More generally, the Communist Party chose elections as the most suitable occasions to campaign against Labor. The purpose of communist electoral activity was to popularise Class Against Class and offer working-class voters an opportunity to express their rejection of social fascism. The results were extremely discouraging. In its initial venture, the South Australian state elections in April 1930, where Kavanagh directed the party’s campaign, two Communist Party candidates attracted 696 votes. In the New South Wales state election in October 1930 there were no less than 51 communist candidates—probably a quarter of the membership in the state was pressed into service—and they won 10 445 votes, less than 1 per cent of the statewide tally. The two northern coalfield electorates of Kurri Kurri and Cessnock were most responsive, with over a thousand CPA votes in each, but in inner Sydney the tallies of 251 in Newtown and 143 in Glebe were disappointing and those in the affluent Lane Cove (24) and North Sydney (23) derisory.

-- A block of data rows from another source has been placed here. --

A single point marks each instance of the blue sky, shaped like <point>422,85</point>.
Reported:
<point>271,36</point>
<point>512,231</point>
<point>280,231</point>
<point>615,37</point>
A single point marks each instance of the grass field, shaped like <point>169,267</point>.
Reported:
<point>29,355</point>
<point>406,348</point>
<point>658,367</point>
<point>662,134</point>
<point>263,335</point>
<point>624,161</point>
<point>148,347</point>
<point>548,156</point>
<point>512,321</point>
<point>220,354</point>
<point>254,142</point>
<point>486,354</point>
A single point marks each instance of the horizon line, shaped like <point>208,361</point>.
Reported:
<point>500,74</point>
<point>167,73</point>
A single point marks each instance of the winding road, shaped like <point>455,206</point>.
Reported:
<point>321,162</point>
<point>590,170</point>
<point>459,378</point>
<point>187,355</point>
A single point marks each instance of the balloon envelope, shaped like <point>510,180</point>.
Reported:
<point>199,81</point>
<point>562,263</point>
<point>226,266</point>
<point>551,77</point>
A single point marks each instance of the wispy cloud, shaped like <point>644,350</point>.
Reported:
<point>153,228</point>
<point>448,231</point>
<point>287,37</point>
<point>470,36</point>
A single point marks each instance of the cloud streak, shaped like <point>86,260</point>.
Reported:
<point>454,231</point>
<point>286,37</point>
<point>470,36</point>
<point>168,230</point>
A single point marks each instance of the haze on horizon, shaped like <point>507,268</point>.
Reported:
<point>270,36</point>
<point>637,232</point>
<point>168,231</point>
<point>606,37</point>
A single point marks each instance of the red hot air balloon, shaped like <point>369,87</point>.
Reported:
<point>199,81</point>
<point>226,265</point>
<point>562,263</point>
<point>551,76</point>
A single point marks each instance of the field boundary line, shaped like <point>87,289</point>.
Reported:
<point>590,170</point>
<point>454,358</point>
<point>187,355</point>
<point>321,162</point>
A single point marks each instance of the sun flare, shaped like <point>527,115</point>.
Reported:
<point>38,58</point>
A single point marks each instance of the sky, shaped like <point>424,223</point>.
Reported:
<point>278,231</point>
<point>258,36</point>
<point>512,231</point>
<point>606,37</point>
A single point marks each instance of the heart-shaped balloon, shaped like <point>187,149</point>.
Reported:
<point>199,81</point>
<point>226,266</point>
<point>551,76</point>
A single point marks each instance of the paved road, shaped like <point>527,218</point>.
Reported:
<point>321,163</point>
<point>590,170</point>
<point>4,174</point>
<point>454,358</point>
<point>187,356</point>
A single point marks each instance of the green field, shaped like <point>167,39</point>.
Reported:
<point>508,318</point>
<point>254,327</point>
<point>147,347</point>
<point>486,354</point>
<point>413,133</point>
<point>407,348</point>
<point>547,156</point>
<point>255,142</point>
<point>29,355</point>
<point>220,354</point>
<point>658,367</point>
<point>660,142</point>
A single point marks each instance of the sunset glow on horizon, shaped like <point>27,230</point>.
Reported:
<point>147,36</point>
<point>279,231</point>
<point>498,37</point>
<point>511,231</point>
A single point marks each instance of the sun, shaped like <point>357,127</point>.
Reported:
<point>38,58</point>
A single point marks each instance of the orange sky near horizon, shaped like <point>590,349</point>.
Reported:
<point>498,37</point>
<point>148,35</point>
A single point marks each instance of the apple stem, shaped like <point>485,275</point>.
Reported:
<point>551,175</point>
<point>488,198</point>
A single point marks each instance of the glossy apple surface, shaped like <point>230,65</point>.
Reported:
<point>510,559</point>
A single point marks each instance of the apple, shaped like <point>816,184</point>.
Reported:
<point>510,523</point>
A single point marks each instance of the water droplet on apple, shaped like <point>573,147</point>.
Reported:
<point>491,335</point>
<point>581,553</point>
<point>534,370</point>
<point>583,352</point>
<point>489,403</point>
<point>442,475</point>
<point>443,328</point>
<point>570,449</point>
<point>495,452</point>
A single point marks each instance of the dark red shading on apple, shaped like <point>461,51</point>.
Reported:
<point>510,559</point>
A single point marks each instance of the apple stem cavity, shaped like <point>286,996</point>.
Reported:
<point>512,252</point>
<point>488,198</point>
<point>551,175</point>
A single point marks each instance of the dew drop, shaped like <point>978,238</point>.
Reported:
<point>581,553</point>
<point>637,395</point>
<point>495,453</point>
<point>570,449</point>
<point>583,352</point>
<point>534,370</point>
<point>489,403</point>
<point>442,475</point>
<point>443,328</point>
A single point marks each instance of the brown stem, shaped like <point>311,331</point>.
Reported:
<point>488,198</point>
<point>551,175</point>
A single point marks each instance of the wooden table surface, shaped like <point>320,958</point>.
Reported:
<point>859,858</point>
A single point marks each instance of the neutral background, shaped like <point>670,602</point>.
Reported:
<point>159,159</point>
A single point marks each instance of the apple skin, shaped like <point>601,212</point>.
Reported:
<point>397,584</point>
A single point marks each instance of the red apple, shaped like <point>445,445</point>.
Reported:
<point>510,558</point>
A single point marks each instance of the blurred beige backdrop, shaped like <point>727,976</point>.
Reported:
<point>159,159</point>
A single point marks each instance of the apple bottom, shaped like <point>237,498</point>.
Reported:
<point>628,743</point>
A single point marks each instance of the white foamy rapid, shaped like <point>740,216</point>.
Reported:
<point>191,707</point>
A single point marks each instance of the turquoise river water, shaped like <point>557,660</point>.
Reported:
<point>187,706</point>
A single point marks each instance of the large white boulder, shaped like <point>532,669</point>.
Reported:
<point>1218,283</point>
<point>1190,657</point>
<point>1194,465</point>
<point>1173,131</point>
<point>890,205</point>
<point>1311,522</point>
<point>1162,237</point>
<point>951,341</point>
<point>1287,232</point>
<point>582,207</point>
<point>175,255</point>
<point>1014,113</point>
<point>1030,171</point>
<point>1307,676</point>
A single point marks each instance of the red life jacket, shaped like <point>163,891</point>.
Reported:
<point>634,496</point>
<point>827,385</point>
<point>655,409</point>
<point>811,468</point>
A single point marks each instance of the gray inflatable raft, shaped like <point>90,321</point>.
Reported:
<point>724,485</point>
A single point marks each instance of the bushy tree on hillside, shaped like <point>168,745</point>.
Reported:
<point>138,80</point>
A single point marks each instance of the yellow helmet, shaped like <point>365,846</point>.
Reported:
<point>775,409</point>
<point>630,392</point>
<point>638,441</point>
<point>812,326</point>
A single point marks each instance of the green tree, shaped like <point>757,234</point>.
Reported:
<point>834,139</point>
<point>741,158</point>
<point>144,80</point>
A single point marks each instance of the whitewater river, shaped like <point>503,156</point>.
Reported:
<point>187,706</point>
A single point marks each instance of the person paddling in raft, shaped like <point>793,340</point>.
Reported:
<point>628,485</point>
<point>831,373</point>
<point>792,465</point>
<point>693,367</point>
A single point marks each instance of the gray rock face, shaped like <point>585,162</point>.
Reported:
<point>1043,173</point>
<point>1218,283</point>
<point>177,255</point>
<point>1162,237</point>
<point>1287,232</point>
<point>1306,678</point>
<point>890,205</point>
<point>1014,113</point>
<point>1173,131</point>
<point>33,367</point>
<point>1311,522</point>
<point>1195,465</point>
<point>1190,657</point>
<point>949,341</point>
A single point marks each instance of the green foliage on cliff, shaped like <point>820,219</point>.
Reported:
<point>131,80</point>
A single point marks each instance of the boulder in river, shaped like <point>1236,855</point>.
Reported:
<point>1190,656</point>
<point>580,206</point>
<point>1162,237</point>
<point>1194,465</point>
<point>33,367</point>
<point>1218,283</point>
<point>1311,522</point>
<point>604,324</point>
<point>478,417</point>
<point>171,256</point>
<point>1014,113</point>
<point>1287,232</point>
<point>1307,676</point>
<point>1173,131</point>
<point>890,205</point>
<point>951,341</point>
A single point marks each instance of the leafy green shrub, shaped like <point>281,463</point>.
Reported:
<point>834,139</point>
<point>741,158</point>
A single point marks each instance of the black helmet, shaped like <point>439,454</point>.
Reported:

The federal election of December 1931 saw ten communists stand for the House of Representatives and four for the Senate. The best lower house results were obtained in the coalfield electorate of Hunter and some inner-Melbourne areas, but the total vote was only 8511. The Senate candidates, who drew from a wider pool, won 29 443 votes, but Queensland, where the communists received 2.32 per cent of the poll, was the best state result. Subsequent efforts were marginally better. Thirty-eight communists stood in the New South Wales state election of 1932 and won 12 351 votes; six in Queensland and one in Victoria in the same year polled 1057 and 953 respectively; three in South Australia in 1933 improved the result there to 1908; and two stood in Western Australia for the first time, attracting 442 votes. Results in local government elections—the party ran 120 candidates in New South Wales in 1932—were of the same exiguous order.29

Election campaigns made heavy demands on the party’s scant resources. Federal candidates were required to lodge a deposit, and most states had a similar requirement; a communist who made the payment in Victoria testified to the astonishment of the electoral officials as he counted out the sixpences and threepences.30 New South Wales, where the party made the most of free candidature, set a deposit of £25 after the 1932 election. Then there was the cost of literature and venues for campaigning, the calls on party members to speak and canvass, and the demoralising effect of repeated rebuffs. The very act of seeking parliamentary election was difficult to explain for a party that insisted parliamentary democracy was merely a cloak for capitalist dictatorship. The executive often had occasion to correct comrades for their mistaken campaigning. They were to put forward a platform of workers’ demands but not mislead the workers into believing those demands could be met. They were not to say that the election of communists would make no difference, but neither were they to encourage the illusion that the bourgeoisie would permit communists to win control of the state. They were to oppose the social fascist Labor Party absolutely but not to overlook fascist non-Labor. With these tortuous distinctions the communists offered themselves to the voters. Their venture onto the hustings and the stark rebuffs they encountered illustrated the difficulties of leading Class Against Class.